One wet Tuesday, they hit me were it really hurt. In answer to the usual question I’d proudly announced that I’d passed the half way mark, and confidently predicted my masterpiece would be completed and on my kindle before my next birthday.
‘You’ve been writing the bloody thing for two years already,’ they moaned. ‘Anthony Burgess wrote A Clockwork Orange in just two weeks.’
Damn them, I love that book. I wish I’d written it myself. The title alone is enough to make you want to read it. It was an instant classic and one of my favourites. What can I say, I’m a plodder and always have been, but I’m tenacious: whenever I start something, I keep going until I’ve finished it no matter how long it takes.
‘He probably spent some time thinking about it before he started writing it,’ I suggested.
Thankfully they didn’t challenge me on this or ask me how long I’d spent thinking about my novel. In fact it had a long gestation period. It had begun life as a play for radio which the BBC enthused about but didn’t pursue. I shoved it in a drawer for a year or two before getting it out again, and deciding to rework the story into a full length novel. If only I’d known what I was letting myself in for.
Towards the end of March this year, I typed the very last word: number 72,617 to be precise. I’d expected to feel euphoric, and I did for several minutes, but after that I felt bereft. I’d lived with these characters of mine for the best part of two years: controlled their destinies, put words into their mouths. It was like having imaginary friends, and I hadn’t had an imaginary friend since I was ten years old. It was a solitary childhood. OK? The consequence of spending the summer holidays reading books and improving my mind, instead of playing footie on the common with the other lads from my neighbourhood. By the time I got to Secondary School, I was a crap footballer but I had a very large vocabulary.
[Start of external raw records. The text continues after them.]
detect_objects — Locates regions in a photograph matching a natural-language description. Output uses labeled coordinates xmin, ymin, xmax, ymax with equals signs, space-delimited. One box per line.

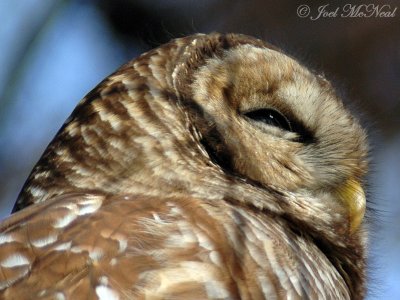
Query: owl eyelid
xmin=243 ymin=108 xmax=316 ymax=144
xmin=244 ymin=108 xmax=294 ymax=132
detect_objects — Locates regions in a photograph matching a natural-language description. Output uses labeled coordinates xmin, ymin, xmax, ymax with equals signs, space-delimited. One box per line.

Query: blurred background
xmin=0 ymin=0 xmax=400 ymax=299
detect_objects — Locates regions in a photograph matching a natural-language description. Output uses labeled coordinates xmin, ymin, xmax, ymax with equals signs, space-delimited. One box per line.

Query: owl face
xmin=7 ymin=34 xmax=367 ymax=299
xmin=180 ymin=39 xmax=367 ymax=230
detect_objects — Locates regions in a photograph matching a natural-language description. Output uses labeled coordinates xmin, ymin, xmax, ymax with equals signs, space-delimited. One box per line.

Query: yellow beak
xmin=336 ymin=178 xmax=366 ymax=233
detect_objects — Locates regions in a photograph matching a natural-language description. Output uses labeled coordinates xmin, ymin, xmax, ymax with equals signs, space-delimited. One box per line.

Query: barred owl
xmin=0 ymin=33 xmax=368 ymax=299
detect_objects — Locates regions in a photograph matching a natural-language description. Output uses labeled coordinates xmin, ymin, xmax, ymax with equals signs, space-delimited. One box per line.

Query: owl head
xmin=12 ymin=33 xmax=368 ymax=295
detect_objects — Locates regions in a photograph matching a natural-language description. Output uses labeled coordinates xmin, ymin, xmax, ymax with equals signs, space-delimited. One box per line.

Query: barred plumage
xmin=0 ymin=34 xmax=367 ymax=299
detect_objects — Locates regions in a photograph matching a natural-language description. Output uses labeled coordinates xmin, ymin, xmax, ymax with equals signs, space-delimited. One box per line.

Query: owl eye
xmin=245 ymin=108 xmax=293 ymax=131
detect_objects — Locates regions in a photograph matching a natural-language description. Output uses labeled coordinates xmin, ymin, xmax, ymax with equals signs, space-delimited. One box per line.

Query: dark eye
xmin=245 ymin=108 xmax=293 ymax=131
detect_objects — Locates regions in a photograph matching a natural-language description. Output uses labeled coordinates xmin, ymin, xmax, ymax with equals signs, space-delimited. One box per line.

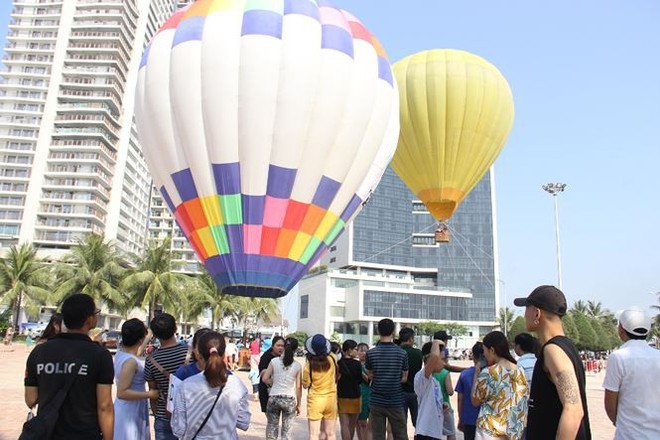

Sitting in Housmans with Derek and Colum a week or so after completing Back Dated, I waited impatiently for them to put the usual question.
‘Have you finished it yet?’
‘Yes,’ I replied with a smug grin. ‘So, are you going to buy it?
‘Buy it?’ they chorused. ‘We were expecting complimentary copies!’
Mates eh?
Still, you can always rely on the family. They’ll all want to buy a copy . . . won’t they?